The Third Estate Sunday Review focuses on politics and culture. We're an online magazine. We don't play nice and we don't kiss butt. In the words of Tuesday Weld: "I do not ever want to be a huge star. Do you think I want a success? I refused "Bonnie and Clyde" because I was nursing at the time but also because deep down I knew that it was going to be a huge success. The same was true of "Bob and Carol and Fred and Sue" or whatever it was called. It reeked of success."
Sunday, March 31, 2013
Truest statement of the week
The celebrity trolls who currently reign on commercial television, who bill themselves as liberal or conservative, read from the same corporate script. They spin the same court gossip. They ignore what the corporate state wants ignored. They champion what the corporate state wants championed. They do not challenge or acknowledge the structures of corporate power. Their role is to funnel viewer energy back into our dead political system -- to make us believe that Democrats or Republicans are not corporate pawns. The cable shows, whose hyperbolic hosts work to make us afraid of self-identified liberals or self-identified conservatives, are part of a rigged political system, one in which it is impossible to vote against the interests of Goldman Sachs, Bank of America, General Electric or ExxonMobil.
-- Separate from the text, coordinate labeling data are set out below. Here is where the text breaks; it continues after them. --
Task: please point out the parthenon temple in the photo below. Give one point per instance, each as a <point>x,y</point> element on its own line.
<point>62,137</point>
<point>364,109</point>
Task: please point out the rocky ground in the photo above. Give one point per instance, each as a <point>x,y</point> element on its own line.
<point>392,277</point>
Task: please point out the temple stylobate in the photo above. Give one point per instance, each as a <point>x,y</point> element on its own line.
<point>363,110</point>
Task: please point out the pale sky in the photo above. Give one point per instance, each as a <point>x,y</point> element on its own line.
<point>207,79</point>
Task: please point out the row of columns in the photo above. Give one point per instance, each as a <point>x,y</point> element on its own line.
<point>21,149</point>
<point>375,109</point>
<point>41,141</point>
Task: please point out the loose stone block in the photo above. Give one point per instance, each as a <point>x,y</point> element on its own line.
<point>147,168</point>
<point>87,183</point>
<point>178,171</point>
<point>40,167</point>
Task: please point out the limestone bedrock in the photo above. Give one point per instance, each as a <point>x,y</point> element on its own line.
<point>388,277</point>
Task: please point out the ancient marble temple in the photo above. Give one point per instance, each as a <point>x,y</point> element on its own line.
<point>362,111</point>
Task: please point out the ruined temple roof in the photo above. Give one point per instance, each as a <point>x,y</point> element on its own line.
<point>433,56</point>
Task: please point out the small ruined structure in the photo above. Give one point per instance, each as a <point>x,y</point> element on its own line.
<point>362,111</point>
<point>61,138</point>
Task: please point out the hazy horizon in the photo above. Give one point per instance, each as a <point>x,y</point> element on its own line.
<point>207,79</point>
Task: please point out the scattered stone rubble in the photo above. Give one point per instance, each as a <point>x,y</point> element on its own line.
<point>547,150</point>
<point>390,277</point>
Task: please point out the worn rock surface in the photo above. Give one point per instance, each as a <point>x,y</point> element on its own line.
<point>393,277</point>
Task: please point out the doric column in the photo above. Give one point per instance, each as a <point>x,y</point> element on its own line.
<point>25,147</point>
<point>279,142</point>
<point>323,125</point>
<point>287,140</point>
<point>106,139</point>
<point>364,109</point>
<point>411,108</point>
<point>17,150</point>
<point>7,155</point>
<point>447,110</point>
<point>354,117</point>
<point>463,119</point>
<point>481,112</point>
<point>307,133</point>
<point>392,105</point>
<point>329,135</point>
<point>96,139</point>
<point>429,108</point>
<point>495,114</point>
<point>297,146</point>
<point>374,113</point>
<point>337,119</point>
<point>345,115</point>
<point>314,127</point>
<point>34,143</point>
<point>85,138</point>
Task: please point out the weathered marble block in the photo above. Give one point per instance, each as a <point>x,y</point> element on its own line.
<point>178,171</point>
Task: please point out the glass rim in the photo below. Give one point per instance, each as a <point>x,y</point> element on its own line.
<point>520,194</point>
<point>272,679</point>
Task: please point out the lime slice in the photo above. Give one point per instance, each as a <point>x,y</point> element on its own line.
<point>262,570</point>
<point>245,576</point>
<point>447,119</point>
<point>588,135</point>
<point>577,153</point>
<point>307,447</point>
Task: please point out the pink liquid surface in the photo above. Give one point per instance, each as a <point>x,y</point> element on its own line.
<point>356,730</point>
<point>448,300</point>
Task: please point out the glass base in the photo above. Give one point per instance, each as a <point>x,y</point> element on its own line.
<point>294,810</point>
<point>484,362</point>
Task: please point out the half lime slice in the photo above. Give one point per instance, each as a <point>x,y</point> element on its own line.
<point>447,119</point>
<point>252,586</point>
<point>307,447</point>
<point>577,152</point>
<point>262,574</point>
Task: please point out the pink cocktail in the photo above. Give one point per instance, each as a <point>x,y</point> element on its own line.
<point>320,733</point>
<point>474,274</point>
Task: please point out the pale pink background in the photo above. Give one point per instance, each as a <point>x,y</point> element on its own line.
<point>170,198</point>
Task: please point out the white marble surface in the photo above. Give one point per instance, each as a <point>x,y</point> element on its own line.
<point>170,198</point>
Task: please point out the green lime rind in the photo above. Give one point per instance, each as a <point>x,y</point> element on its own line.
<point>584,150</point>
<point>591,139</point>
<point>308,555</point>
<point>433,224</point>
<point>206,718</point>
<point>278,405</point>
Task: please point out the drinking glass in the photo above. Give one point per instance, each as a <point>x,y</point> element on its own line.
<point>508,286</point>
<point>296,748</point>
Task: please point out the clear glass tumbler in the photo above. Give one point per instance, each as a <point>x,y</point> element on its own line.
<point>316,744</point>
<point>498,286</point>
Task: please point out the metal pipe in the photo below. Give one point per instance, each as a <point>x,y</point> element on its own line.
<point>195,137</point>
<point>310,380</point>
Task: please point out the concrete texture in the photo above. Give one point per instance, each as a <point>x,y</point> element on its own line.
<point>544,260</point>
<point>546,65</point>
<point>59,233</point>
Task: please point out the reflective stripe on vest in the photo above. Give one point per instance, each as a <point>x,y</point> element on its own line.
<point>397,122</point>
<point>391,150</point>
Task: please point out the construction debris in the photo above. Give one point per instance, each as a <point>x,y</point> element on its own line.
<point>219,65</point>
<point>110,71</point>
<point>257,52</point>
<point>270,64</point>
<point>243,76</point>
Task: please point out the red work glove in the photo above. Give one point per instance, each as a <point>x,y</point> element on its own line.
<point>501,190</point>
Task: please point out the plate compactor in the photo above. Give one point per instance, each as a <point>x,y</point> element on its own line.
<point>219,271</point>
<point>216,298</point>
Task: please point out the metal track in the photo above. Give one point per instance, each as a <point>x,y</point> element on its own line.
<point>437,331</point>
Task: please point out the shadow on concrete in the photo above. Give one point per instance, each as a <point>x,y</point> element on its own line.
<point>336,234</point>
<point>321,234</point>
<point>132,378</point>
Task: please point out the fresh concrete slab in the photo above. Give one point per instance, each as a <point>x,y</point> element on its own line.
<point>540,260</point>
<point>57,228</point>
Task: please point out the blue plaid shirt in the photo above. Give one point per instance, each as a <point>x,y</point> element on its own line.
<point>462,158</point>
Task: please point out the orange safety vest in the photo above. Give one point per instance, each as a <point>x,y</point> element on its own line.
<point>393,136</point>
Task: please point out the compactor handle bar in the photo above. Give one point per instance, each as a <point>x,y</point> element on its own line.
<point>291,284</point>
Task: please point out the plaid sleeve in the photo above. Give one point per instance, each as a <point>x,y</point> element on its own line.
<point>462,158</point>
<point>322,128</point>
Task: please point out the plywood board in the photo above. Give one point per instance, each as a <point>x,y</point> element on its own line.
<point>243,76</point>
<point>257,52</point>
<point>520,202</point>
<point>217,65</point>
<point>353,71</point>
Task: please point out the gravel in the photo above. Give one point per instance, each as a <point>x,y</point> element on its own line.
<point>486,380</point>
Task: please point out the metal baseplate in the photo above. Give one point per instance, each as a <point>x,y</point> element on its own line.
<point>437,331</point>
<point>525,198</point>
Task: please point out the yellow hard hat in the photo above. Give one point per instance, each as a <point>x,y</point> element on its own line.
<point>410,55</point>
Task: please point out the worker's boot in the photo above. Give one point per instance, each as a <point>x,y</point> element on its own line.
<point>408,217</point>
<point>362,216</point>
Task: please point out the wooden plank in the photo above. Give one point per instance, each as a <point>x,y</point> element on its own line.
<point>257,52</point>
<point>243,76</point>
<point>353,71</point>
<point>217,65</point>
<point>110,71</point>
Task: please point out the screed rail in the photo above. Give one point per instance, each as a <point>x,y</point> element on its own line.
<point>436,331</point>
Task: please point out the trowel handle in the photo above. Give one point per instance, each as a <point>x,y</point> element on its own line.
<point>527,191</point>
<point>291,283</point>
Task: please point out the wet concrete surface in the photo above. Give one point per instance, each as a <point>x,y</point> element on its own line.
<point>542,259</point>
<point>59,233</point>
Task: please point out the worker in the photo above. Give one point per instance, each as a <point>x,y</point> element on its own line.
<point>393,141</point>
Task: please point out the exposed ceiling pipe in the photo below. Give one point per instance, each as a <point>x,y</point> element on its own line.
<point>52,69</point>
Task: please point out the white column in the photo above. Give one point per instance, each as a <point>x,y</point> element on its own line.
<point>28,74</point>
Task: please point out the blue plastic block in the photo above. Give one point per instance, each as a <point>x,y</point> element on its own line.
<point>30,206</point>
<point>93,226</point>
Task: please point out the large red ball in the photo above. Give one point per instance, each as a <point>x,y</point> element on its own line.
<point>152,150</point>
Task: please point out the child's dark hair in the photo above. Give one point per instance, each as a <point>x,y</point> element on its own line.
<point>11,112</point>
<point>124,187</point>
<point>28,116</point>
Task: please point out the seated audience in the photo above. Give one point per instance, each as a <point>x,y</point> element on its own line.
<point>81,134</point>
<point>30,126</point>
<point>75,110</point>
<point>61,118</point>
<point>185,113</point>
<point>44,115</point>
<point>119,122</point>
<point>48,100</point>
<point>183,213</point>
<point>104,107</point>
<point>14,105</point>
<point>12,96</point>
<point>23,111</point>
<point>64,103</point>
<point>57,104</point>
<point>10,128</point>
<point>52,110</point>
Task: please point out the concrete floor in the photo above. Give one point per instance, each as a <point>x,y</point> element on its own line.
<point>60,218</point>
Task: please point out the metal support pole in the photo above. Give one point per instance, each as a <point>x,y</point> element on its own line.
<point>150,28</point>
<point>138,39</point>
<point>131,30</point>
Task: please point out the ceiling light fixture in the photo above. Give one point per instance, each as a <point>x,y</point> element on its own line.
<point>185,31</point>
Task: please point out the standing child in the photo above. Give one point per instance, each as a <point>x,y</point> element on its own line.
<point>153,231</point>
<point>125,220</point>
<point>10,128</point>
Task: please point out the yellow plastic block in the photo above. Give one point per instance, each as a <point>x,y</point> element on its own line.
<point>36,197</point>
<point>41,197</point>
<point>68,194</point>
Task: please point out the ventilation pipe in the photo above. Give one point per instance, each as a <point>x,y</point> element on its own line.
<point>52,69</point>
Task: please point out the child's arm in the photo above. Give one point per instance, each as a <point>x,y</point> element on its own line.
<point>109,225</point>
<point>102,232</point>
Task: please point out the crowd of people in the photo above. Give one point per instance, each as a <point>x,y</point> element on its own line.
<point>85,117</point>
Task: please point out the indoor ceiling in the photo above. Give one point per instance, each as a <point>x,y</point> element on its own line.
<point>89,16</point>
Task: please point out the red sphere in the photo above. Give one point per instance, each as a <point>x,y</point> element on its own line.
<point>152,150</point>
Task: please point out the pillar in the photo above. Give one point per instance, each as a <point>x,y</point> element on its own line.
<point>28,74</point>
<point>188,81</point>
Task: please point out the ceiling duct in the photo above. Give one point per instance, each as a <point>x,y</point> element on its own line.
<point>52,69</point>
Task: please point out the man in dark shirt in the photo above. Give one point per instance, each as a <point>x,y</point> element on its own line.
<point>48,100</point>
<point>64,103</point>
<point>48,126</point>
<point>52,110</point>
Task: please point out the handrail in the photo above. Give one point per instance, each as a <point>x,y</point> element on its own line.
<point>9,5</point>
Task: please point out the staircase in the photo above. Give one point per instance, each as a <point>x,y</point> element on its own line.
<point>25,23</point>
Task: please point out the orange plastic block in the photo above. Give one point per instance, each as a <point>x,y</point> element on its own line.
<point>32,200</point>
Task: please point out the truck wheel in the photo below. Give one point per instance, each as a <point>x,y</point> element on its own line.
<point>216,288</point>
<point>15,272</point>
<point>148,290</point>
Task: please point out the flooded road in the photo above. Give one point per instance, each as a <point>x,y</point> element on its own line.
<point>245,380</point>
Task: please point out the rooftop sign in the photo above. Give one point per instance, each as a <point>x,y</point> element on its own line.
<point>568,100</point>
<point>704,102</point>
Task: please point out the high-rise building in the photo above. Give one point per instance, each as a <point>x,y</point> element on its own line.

These corporations, in return for the fear-based propaganda, pay the lavish salaries of celebrity news people, usually in the millions of dollars. They make their shows profitable. And when there is war these news personalities assume their “patriotic” roles as cheerleaders, as Chris Matthews-- who makes an estimated $5 million a year -- did, along with the other MSNBC and Fox hosts.
-- Chris Hedges, "The Day That TV News Died" (Truthdig).